For 70 days, the researchers watched the sea bass swell, shed its meat and disintegrate into piles of bones while probes monitored the changing chemistry of the body parts. recently published results in Paleontology, show that within 24 hours, the acidity of each organ reached the correct range for calcium phosphate to crystallize, and these conditions lasted up to five days. The team expected to find stark differences between the organs, but instead the entire carcass rotted evenly into a relatively homogeneous soup of decomposition byproducts, retained within by the skin for up to 20 days.
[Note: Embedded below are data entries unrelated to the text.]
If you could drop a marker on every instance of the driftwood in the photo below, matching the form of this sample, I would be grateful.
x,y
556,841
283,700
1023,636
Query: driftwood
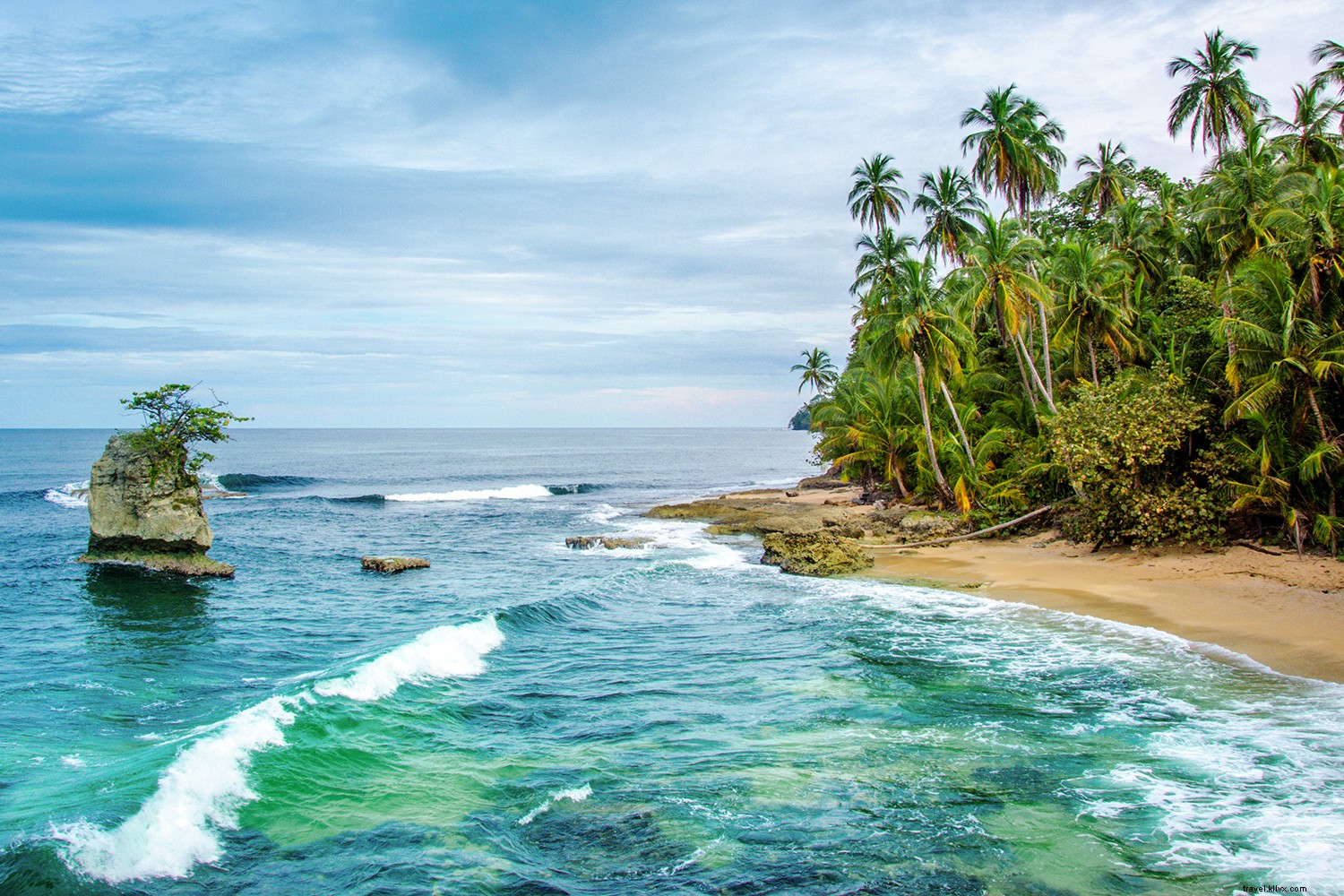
x,y
981,532
1258,547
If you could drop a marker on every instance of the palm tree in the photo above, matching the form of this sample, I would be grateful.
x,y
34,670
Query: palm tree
x,y
1306,139
1016,152
918,327
1215,101
866,424
875,274
949,201
1090,280
1281,354
876,196
999,282
1109,177
1306,228
817,371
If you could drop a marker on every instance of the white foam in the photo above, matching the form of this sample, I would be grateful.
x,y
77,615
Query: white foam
x,y
204,786
438,653
198,796
72,495
513,492
574,794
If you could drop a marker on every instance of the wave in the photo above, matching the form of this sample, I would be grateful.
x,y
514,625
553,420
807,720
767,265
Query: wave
x,y
446,651
574,794
257,481
352,498
511,492
203,788
70,495
581,487
199,794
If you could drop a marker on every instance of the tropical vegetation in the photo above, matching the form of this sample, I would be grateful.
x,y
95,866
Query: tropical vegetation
x,y
1163,358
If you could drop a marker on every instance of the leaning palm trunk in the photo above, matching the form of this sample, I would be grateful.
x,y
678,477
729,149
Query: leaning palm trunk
x,y
1035,376
956,419
933,455
1012,349
1045,354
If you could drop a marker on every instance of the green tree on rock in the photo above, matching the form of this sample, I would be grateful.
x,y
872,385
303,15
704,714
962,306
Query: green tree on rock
x,y
174,424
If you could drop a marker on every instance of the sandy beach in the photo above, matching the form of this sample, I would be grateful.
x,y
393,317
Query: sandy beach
x,y
1279,608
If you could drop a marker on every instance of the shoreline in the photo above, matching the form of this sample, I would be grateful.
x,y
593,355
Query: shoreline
x,y
1279,610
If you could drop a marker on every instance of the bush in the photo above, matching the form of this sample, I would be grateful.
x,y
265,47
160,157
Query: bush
x,y
1123,446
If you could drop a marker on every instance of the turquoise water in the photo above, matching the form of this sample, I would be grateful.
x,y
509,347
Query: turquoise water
x,y
529,719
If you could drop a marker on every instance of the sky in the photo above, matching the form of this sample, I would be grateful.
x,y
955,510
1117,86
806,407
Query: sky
x,y
502,212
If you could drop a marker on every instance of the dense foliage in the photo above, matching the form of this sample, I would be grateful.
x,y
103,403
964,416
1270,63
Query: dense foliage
x,y
174,425
1166,354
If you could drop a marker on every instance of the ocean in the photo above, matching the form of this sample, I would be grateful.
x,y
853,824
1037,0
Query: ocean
x,y
523,718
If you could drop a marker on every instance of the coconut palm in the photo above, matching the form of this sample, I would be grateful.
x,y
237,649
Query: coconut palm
x,y
1306,228
1306,137
876,196
1110,177
1090,284
999,284
949,202
1215,101
817,371
874,276
1016,148
1282,355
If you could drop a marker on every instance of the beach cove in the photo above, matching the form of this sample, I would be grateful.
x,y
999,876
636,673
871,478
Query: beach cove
x,y
1266,605
672,715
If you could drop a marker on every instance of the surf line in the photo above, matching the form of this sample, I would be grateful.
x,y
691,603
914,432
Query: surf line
x,y
202,790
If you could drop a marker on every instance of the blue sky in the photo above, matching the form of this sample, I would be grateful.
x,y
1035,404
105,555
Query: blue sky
x,y
507,214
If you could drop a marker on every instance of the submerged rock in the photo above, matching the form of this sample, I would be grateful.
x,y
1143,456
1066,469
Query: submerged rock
x,y
147,513
819,554
392,564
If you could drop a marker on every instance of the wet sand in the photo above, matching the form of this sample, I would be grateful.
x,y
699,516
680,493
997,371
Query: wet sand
x,y
1279,610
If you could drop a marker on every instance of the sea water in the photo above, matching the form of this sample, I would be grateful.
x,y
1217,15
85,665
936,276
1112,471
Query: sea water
x,y
523,718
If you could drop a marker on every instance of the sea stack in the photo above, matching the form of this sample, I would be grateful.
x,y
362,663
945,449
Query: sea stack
x,y
145,512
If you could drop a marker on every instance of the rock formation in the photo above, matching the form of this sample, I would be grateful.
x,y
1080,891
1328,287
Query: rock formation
x,y
392,564
144,513
814,554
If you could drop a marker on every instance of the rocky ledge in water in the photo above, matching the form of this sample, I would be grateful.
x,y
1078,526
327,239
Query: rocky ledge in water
x,y
588,541
392,564
849,517
814,554
145,513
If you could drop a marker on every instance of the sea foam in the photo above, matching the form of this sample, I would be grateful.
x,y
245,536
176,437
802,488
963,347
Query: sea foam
x,y
198,794
511,492
206,785
72,495
440,653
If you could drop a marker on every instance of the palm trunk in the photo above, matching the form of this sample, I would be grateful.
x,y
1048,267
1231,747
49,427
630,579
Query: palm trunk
x,y
924,411
1012,347
956,418
1035,376
1045,347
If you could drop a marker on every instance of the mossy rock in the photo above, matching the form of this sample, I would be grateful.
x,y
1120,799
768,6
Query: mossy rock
x,y
817,554
183,563
392,564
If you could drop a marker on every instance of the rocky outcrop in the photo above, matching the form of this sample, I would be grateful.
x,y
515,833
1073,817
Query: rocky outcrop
x,y
588,541
145,513
392,564
814,554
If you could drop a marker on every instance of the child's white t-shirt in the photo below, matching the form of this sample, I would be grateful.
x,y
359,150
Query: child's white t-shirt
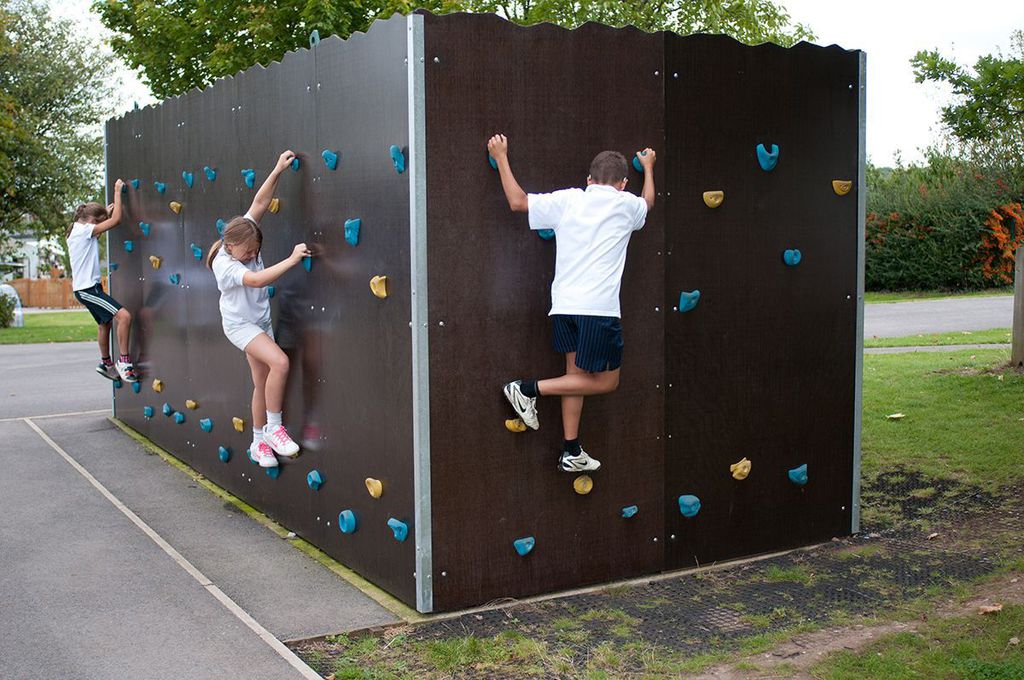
x,y
592,230
240,303
83,249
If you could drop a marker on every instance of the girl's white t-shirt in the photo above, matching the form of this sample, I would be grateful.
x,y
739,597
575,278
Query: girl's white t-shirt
x,y
592,230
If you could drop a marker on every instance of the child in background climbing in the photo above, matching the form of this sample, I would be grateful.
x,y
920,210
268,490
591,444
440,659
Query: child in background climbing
x,y
245,311
92,219
592,231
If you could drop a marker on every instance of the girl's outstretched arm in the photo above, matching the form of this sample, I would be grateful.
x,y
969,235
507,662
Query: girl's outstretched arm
x,y
262,200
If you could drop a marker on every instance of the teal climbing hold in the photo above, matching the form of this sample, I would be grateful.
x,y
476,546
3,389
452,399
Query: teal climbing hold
x,y
397,158
524,545
346,521
689,506
352,230
398,527
314,479
767,159
688,300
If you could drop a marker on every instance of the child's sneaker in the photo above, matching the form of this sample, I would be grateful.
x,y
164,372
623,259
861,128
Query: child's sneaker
x,y
581,463
126,371
276,437
524,406
262,455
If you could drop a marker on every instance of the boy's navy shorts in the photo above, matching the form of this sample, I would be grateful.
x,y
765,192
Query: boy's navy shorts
x,y
596,340
100,305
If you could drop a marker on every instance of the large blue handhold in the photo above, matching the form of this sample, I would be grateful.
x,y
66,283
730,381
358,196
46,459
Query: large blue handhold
x,y
524,545
767,159
689,506
398,527
397,158
352,230
688,300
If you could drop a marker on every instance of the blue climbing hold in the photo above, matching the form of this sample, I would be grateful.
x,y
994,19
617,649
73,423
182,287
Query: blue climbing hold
x,y
524,545
346,521
768,159
398,527
688,300
689,506
352,230
398,159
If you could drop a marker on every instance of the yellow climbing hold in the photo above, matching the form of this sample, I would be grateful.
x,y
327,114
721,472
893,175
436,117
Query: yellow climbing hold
x,y
379,286
583,484
375,486
842,186
714,199
740,470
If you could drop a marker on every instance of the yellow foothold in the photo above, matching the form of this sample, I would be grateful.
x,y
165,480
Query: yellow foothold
x,y
714,199
740,470
379,286
375,486
583,484
842,186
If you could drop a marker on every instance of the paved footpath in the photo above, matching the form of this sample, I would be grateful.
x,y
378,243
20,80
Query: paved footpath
x,y
118,565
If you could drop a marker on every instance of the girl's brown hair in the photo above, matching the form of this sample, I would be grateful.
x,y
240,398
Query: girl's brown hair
x,y
240,231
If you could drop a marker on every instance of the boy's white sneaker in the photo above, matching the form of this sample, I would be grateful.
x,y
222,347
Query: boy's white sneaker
x,y
276,437
524,406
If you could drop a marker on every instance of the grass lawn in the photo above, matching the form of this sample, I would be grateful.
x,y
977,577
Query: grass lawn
x,y
51,327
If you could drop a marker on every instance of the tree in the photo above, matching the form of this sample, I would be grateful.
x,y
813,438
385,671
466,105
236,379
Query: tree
x,y
53,94
181,44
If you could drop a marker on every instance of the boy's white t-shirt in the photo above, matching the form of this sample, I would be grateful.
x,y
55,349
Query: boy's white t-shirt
x,y
592,230
240,303
83,249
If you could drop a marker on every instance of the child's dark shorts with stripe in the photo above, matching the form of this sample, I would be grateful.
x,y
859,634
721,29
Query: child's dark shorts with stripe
x,y
100,305
596,340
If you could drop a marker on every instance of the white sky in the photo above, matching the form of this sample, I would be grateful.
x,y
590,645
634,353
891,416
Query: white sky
x,y
902,116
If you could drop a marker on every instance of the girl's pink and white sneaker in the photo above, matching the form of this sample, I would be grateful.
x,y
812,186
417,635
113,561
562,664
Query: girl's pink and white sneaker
x,y
262,455
276,436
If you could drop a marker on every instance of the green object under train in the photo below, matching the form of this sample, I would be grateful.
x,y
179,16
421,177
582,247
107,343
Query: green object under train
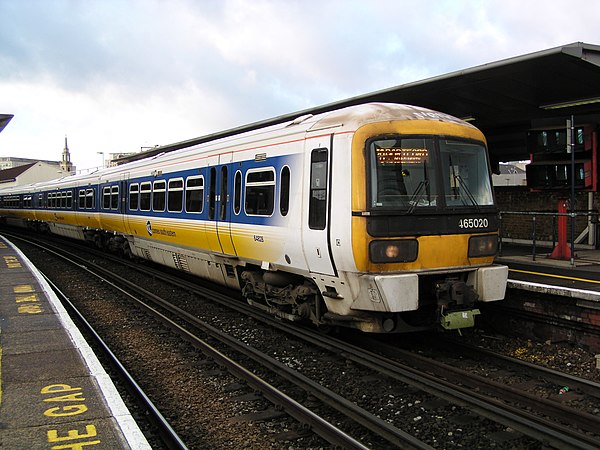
x,y
459,319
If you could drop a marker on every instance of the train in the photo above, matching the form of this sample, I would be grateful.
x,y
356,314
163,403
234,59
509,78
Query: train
x,y
378,216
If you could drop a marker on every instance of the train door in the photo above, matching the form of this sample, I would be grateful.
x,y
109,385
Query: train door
x,y
219,205
123,199
315,237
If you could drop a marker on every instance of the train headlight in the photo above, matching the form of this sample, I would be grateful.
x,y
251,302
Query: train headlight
x,y
405,250
483,246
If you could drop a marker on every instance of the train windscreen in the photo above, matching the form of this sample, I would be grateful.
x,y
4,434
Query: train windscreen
x,y
409,173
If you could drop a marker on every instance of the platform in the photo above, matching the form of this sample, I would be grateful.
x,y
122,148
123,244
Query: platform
x,y
543,274
54,394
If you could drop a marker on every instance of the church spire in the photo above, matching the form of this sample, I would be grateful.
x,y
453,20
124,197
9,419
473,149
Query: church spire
x,y
65,163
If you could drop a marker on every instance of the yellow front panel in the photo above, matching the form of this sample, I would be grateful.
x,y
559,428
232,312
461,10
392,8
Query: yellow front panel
x,y
434,252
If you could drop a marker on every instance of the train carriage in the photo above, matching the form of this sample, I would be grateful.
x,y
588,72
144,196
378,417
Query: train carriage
x,y
377,216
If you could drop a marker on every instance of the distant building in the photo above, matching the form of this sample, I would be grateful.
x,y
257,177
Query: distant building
x,y
8,162
114,157
30,173
511,175
65,162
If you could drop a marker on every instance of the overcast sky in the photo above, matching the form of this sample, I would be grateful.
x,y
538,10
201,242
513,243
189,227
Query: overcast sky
x,y
116,75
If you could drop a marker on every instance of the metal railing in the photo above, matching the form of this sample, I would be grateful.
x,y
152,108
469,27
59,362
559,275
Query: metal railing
x,y
592,216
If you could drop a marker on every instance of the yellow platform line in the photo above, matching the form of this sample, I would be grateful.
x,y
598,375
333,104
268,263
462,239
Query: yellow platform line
x,y
555,276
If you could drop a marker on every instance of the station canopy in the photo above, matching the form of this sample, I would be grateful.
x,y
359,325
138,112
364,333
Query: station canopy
x,y
504,99
4,119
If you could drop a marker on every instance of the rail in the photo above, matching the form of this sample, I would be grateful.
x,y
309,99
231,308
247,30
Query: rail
x,y
592,218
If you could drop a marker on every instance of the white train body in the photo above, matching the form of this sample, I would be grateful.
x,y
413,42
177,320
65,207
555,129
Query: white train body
x,y
296,217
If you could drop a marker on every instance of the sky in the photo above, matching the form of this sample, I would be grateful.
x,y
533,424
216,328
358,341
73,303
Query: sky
x,y
119,75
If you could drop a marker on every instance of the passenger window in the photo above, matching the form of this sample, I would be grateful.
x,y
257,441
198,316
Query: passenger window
x,y
106,197
260,192
212,193
114,197
284,191
317,208
175,199
159,196
90,198
194,194
134,197
145,192
237,192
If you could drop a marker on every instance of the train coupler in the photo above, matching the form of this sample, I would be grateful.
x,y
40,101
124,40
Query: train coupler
x,y
458,319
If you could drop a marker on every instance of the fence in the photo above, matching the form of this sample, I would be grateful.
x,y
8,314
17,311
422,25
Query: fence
x,y
543,226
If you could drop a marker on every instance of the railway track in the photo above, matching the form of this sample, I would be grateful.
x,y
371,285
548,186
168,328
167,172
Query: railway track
x,y
534,428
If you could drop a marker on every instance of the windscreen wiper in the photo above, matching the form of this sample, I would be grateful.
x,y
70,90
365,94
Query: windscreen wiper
x,y
414,199
462,184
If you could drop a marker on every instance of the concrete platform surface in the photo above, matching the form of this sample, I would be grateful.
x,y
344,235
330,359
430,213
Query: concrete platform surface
x,y
54,394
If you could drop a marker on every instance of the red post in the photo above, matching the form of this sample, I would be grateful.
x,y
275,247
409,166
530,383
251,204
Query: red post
x,y
562,249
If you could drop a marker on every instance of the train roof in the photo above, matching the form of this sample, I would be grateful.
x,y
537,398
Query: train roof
x,y
504,98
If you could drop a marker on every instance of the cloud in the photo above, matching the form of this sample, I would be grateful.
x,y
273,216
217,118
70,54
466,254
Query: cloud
x,y
116,75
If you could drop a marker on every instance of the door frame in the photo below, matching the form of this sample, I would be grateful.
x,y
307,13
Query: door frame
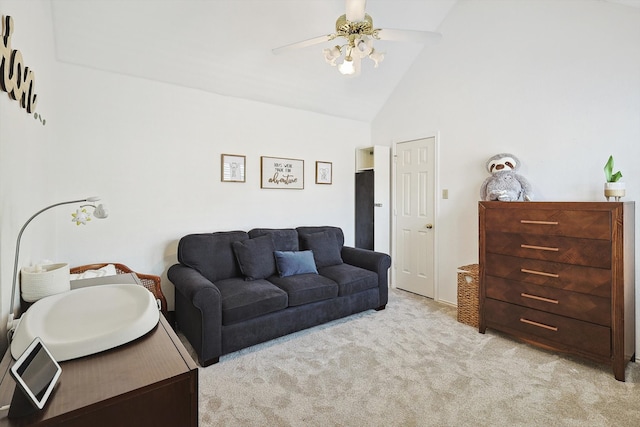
x,y
436,209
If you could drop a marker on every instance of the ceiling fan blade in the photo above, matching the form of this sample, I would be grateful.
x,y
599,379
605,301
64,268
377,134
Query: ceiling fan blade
x,y
355,10
408,35
300,45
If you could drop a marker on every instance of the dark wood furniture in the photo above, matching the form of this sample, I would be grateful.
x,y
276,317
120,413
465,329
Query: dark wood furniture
x,y
149,382
561,275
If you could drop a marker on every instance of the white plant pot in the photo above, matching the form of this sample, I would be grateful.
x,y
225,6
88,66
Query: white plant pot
x,y
614,189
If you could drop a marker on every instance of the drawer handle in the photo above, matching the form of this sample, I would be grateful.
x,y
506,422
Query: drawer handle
x,y
528,221
542,248
539,273
552,301
540,325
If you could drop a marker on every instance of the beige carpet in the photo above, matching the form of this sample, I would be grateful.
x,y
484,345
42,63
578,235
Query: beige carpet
x,y
412,364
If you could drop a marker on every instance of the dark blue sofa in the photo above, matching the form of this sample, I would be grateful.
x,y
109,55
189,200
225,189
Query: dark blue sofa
x,y
230,293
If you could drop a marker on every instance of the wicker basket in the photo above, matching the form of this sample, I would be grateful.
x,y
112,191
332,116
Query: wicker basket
x,y
468,282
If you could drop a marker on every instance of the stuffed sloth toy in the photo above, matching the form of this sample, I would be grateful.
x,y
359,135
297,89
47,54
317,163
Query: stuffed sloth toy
x,y
505,184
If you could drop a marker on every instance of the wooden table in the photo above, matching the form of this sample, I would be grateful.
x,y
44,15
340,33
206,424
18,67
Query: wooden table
x,y
151,381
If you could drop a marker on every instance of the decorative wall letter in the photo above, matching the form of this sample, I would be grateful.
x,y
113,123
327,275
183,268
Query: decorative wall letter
x,y
15,79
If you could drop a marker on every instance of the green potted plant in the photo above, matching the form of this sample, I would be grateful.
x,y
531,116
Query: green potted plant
x,y
613,187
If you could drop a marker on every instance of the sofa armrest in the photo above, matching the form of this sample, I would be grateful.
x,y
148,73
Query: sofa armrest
x,y
377,262
198,312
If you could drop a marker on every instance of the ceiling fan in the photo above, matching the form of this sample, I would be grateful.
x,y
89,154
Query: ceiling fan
x,y
356,32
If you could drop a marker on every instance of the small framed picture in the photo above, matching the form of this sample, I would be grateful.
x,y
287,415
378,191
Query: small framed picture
x,y
323,172
278,172
233,168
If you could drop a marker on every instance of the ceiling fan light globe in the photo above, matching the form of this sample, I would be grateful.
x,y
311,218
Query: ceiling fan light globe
x,y
331,55
376,57
347,68
364,46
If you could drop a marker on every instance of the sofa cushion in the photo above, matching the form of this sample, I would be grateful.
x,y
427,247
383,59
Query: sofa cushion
x,y
350,279
242,300
325,247
211,254
336,231
290,263
306,288
284,239
255,257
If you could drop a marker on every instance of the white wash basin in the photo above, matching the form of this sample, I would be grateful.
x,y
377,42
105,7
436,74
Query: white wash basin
x,y
87,320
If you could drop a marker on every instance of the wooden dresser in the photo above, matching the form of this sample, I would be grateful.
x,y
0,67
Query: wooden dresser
x,y
560,275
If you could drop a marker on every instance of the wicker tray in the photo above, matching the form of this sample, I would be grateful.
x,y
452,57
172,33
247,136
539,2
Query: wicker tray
x,y
468,281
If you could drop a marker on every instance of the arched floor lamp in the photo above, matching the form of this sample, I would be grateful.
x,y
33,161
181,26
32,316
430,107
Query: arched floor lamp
x,y
80,217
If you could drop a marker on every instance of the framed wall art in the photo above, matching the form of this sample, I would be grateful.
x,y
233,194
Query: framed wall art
x,y
323,172
233,168
277,172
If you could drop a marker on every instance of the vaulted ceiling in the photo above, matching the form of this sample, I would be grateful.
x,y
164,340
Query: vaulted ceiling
x,y
225,47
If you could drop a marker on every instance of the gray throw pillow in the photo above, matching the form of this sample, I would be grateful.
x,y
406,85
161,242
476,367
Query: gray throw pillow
x,y
325,247
255,257
290,263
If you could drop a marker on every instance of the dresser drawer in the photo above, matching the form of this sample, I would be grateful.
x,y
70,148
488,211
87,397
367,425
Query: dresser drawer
x,y
587,280
550,222
568,250
567,333
585,307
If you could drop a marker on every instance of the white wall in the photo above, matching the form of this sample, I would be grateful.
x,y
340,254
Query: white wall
x,y
152,152
555,82
26,145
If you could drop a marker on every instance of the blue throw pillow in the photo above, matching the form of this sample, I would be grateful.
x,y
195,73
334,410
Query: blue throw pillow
x,y
290,263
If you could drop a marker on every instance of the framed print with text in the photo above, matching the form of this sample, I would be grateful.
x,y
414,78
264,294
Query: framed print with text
x,y
233,168
323,172
277,172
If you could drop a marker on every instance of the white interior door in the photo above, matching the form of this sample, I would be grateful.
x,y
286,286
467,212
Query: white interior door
x,y
415,200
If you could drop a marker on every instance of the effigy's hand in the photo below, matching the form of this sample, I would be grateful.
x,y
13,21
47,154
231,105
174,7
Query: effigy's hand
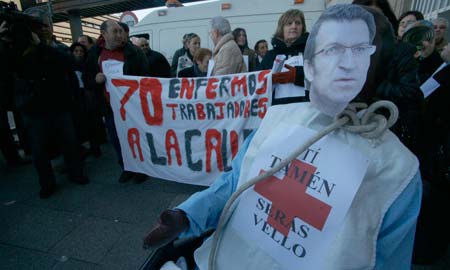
x,y
170,225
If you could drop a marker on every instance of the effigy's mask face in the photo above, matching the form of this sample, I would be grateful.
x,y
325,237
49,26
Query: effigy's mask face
x,y
341,60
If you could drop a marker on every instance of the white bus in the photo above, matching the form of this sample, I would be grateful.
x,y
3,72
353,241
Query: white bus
x,y
165,27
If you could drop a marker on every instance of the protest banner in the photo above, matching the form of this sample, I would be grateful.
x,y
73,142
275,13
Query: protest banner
x,y
186,129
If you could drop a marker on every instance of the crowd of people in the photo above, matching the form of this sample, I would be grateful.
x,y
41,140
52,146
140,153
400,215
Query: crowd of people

This surprising result led the researchers to consider other factors that could aid fossilization, such as phosphorous levels within an organ’s tissues. “Muscles are full of phosphate,” says Clements. “If you already have the phosphate in there, then there is already a high probability that [the organ] it will be replaced by calcium phosphate.”
“It would be interesting to do this in [nonfish organisms] too,” says paleontologist Victoria McCoy of the University of Wisconsin-Milwaukee, who was not involved in the study. She suggests that future work could monitor other aspects of the environments inside decaying organs, such as concentrations of various elements. The researchers could also investigate whether the physical structures of the tissues influence the formation of minerals. “In many ways, it raises more questions than there would have been if they had found organ-specific pH gradients,” says McCoy. “But that’s what makes it so cool.”